Aquella mañana de Noviembre, de un lunes perezoso concretamente, me iba a reunir de nuevo con ella. Teníamos un acuerdo tácito: nos veíamos todos los lunes por la mañana durante cuatro horas, pero a penas debíamos intercambiar alguna palabra, no fuese que nuestra pasión se rebelase y nos convirtiera en dos animales entregados a la pasión. Pero aquel acuerdo se rompió. No fui yo, todo hay que decirlo, el que olvidó que las cosas en secreto son más bonitas, más bellas, más hermosas. Ella fue la que decidió que no aguantaba más esa incertidumbre, esa manera de ocultar los sentimientos más primitivos que todos llevamos dentro.

Lo recuerdo como si fuese ayer. Ella, subida en la tarima que reina sobre los pupitres del aula; moreno tizón su pelo, escasa estatura y un jersey rojo que dejaba entrever las carencias que Dios le había otorgado. Es cierto, parece difícil que tengamos ciertas carencias que alguien nos ha entregado, ya que de las carencias se carece (por lo tanto nos las han quitado, en todo caso), pero supongo que las cosas no pasan porque sí; a mí, por ejemplo, Dios (o quien sea) me ha dotado de ciertas carencias (al igual que me ha dado algunos atributos), me ha creado con huecos, espacios o “falta de” ciertas cosas, como puede ser un filtro para saber en qué momentos es bueno decir algo y en cuales no. En todo caso, aquel jersey dejaba a la luz las carencias que su físico echaba de menos y que eran objeto de escarnio público: no tenía cuello. Su cabeza y su tronco estaban unidos por una masa de carne en forma de papada que desvirtuaba cualquier intento de denominar a la masa con un término aproximado; no era cuello, ni siquiera era una papada. Era algo indeterminado, tan indefinido como puede ser un sentimiento o un dolor desconocido. Ella no hacía mucho por evitar mostrar esa carencia, quizás porque es difícil esconder lo que no existe. Hay defectos que, al no ser tangibles, no se pueden esconder, incluso es posible que ella no fuera consciente de que no existía en su cuerpo un elemento tan fundamental como lo es un cuello.

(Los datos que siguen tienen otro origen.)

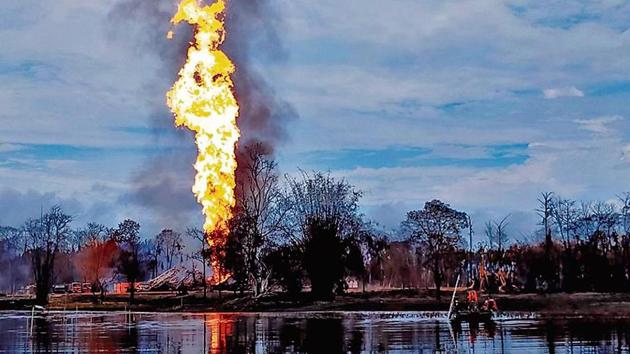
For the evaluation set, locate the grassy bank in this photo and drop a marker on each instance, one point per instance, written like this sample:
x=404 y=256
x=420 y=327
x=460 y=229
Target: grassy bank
x=560 y=304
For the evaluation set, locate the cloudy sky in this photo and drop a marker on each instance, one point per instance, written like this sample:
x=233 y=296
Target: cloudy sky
x=483 y=104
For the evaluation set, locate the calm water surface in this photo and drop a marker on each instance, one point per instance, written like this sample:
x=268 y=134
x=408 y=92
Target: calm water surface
x=344 y=332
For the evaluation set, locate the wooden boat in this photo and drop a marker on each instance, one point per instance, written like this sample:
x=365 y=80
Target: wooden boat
x=475 y=316
x=471 y=312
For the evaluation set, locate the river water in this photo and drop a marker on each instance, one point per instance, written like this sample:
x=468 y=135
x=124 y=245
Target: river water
x=343 y=332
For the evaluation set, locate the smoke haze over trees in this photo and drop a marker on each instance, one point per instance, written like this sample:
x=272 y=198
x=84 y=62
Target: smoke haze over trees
x=305 y=235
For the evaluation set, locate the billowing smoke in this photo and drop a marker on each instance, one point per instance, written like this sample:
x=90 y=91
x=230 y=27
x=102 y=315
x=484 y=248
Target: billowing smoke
x=252 y=35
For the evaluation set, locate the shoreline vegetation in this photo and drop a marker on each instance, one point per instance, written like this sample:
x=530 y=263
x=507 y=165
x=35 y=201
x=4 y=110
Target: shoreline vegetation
x=543 y=305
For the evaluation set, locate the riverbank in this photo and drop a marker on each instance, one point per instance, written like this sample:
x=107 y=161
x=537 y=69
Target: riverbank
x=553 y=305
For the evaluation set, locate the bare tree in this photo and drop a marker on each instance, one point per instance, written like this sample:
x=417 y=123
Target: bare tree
x=545 y=211
x=171 y=245
x=47 y=235
x=90 y=234
x=203 y=255
x=625 y=212
x=323 y=213
x=437 y=228
x=490 y=233
x=320 y=197
x=127 y=235
x=501 y=234
x=12 y=246
x=565 y=217
x=605 y=219
x=260 y=214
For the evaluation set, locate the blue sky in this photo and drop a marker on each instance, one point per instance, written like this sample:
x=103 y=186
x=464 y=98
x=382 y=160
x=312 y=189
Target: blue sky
x=483 y=104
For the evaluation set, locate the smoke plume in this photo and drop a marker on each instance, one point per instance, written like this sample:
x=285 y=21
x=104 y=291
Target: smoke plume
x=252 y=35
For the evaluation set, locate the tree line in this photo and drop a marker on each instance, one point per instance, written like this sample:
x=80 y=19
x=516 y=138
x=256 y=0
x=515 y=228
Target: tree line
x=306 y=231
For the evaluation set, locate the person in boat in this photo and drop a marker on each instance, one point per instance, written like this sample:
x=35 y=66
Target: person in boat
x=489 y=305
x=483 y=275
x=473 y=299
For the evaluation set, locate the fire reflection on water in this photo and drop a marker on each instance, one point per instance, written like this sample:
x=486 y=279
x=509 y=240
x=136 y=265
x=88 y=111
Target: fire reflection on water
x=301 y=332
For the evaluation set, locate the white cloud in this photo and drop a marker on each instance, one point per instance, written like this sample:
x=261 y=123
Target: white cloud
x=5 y=147
x=599 y=125
x=562 y=92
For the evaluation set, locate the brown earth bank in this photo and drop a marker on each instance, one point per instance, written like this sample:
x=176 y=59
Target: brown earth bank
x=553 y=305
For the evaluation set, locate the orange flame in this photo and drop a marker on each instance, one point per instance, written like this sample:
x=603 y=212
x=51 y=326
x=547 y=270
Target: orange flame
x=202 y=99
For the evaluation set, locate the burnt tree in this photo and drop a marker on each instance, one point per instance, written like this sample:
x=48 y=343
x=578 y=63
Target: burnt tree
x=437 y=229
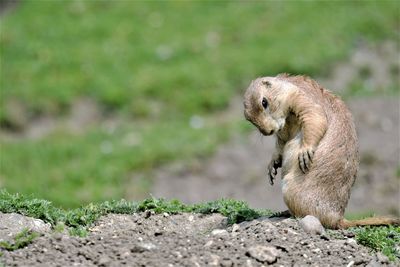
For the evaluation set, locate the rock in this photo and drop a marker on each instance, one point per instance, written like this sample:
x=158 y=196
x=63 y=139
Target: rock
x=214 y=261
x=226 y=262
x=219 y=232
x=312 y=225
x=143 y=246
x=104 y=261
x=235 y=228
x=267 y=254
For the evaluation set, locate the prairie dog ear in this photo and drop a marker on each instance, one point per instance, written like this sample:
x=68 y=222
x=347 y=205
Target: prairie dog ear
x=266 y=82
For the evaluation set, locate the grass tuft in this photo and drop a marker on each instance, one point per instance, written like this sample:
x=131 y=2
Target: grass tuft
x=24 y=238
x=77 y=221
x=385 y=239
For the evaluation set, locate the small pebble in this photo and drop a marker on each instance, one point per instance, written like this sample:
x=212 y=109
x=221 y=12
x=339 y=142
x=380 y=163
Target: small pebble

Es increíble que no nos damos cuenta de la importancia de algunas partes de nuestro cuerpo hasta que no nos paramos a pensarlo. El cuello es imprescindible para la comunicación no verbal: sin cuello no te puedes encoger de hombros, no puedes negar, afirmar o dudar con un gesto. Sin cuello todo el cuerpo se mueve en la misma dirección, haciendo que un simple “no” con la cabeza se convierta en un baile ridículo del “La la la”. Su inexistencia te impide girar la cabeza hasta el tope que nos marca el hombro, haciendo que una simple mirada a un lado se parezca a una marcha militar.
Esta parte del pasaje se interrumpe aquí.